= Dorothy Wood, Countess of Halifax =

British aristocrat (1885–1976)

Dorothy Evelyn Augusta Wood, Countess of Halifax ( Onslow; 7 February 1885 – 2 February 1976), DCVO, styled as the Lady Irwin from 1925 until 1934, was a British aristocrat, courtier, and Vicereine of India.

Born at Richmond Terrace, Whitehall, London, she was the daughter of William Onslow, 4th Earl of Onslow, Governor-General of New Zealand, and Hon. Florence Gardner, the daughter of Alan Gardner, 3rd Baron Gardner. Her brother, Richard, was a prominent politician and succeeded to the Earldom of Onslow.

She was the wife of Viceroy and Governor-General Edward Frederick Lindley Wood, 1st Earl of Halifax. They had five children, including Charles Wood, 2nd Earl of Halifax and Richard Wood, Baron Holderness.

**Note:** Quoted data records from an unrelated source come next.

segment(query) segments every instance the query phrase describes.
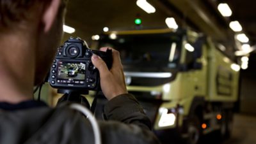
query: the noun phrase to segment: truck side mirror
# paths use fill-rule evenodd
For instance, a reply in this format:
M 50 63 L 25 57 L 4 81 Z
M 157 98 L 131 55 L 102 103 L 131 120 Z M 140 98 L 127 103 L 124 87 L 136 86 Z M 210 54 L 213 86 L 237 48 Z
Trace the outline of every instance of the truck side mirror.
M 193 66 L 194 69 L 201 69 L 203 67 L 202 62 L 195 62 Z

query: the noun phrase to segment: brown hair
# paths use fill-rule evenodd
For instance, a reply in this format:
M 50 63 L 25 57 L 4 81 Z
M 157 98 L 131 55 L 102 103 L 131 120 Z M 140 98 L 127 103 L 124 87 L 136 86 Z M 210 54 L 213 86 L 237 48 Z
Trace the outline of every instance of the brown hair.
M 11 27 L 29 18 L 32 8 L 36 4 L 47 6 L 51 0 L 0 0 L 0 30 Z M 62 1 L 65 7 L 67 1 Z

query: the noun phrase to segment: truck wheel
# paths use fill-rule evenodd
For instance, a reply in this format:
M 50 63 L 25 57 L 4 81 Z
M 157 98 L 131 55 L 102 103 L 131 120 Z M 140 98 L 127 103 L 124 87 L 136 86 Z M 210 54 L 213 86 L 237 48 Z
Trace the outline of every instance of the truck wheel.
M 200 122 L 198 118 L 191 119 L 188 124 L 188 144 L 197 144 L 202 136 Z
M 227 112 L 222 119 L 220 133 L 222 139 L 229 138 L 233 126 L 233 114 L 232 112 Z

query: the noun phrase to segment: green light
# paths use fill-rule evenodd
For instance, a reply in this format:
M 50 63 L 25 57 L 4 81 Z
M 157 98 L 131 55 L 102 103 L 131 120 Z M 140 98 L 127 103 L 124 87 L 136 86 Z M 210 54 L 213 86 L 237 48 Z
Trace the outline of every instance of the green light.
M 141 20 L 140 18 L 136 18 L 134 20 L 136 24 L 141 24 Z

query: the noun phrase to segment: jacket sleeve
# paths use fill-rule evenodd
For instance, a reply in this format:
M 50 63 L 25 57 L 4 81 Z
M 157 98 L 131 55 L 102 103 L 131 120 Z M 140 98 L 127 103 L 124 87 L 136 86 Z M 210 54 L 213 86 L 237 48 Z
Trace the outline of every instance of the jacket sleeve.
M 109 101 L 104 107 L 106 120 L 132 124 L 143 129 L 151 129 L 151 122 L 143 109 L 131 94 L 118 96 Z

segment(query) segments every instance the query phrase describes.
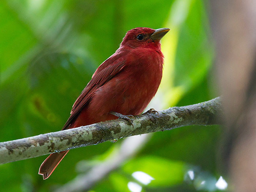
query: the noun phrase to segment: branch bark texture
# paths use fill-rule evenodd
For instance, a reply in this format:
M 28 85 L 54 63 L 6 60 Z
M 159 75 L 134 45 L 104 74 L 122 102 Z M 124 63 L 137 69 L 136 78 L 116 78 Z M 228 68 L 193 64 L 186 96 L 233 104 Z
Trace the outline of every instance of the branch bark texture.
M 174 107 L 157 113 L 131 118 L 133 127 L 122 119 L 0 143 L 0 164 L 35 157 L 124 137 L 191 125 L 219 124 L 220 97 L 196 104 Z

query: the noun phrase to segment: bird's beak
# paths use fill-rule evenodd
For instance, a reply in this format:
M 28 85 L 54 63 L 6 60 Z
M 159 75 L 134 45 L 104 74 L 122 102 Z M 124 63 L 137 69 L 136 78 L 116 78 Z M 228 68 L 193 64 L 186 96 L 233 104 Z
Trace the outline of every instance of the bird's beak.
M 161 28 L 155 30 L 154 33 L 151 35 L 150 38 L 152 40 L 161 39 L 167 33 L 167 32 L 170 31 L 169 28 Z

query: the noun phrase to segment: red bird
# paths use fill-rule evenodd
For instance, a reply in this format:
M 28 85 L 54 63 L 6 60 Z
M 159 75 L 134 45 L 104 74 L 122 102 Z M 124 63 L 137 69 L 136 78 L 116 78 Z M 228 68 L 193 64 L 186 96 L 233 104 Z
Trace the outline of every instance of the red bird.
M 96 69 L 61 130 L 142 113 L 161 82 L 160 40 L 169 30 L 137 27 L 127 31 L 119 48 Z M 68 152 L 50 155 L 38 174 L 47 178 Z

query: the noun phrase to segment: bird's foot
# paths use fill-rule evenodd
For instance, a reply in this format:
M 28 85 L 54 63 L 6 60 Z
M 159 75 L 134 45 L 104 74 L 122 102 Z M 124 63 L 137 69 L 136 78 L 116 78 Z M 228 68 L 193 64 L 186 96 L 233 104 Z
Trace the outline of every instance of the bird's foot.
M 157 113 L 157 115 L 158 115 L 158 112 L 157 111 L 156 111 L 155 109 L 153 109 L 153 108 L 151 109 L 150 109 L 149 110 L 148 110 L 147 111 L 145 112 L 144 113 Z
M 118 118 L 121 118 L 123 119 L 124 119 L 125 120 L 126 120 L 128 121 L 129 123 L 128 124 L 129 125 L 132 125 L 132 127 L 133 127 L 133 124 L 132 124 L 132 121 L 131 119 L 131 118 L 130 118 L 130 117 L 134 117 L 133 115 L 124 115 L 123 114 L 121 114 L 121 113 L 117 113 L 116 112 L 114 112 L 113 111 L 110 112 L 109 112 L 109 113 L 110 113 L 110 114 L 112 114 L 112 115 L 114 115 L 115 116 L 116 116 L 117 117 L 119 117 Z
M 152 108 L 145 112 L 143 114 L 147 114 L 152 121 L 154 123 L 156 123 L 156 118 L 154 117 L 154 113 L 157 114 L 157 115 L 158 115 L 158 112 Z

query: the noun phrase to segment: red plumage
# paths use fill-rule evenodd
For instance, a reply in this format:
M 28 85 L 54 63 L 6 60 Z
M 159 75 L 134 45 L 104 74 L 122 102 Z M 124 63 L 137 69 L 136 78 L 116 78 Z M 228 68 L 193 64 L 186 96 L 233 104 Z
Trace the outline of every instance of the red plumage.
M 96 69 L 61 130 L 117 118 L 109 113 L 112 111 L 140 114 L 161 81 L 163 56 L 160 39 L 169 30 L 137 27 L 128 31 L 119 48 Z M 39 172 L 44 179 L 68 151 L 52 154 L 45 160 Z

She held the office of Lady of the Bedchamber to Queen Elizabeth The Queen Mother.

Having succeeded the Countess of Reading in 1926 (and Viscountess Goschen in 1929), she was succeeded, as Viceregal-Consort of India, by The Countess of Willingdon in 1931.

The Countess of Halifax became a Dame Commander of the Royal Victorian Order in the 1953 Coronation Honours.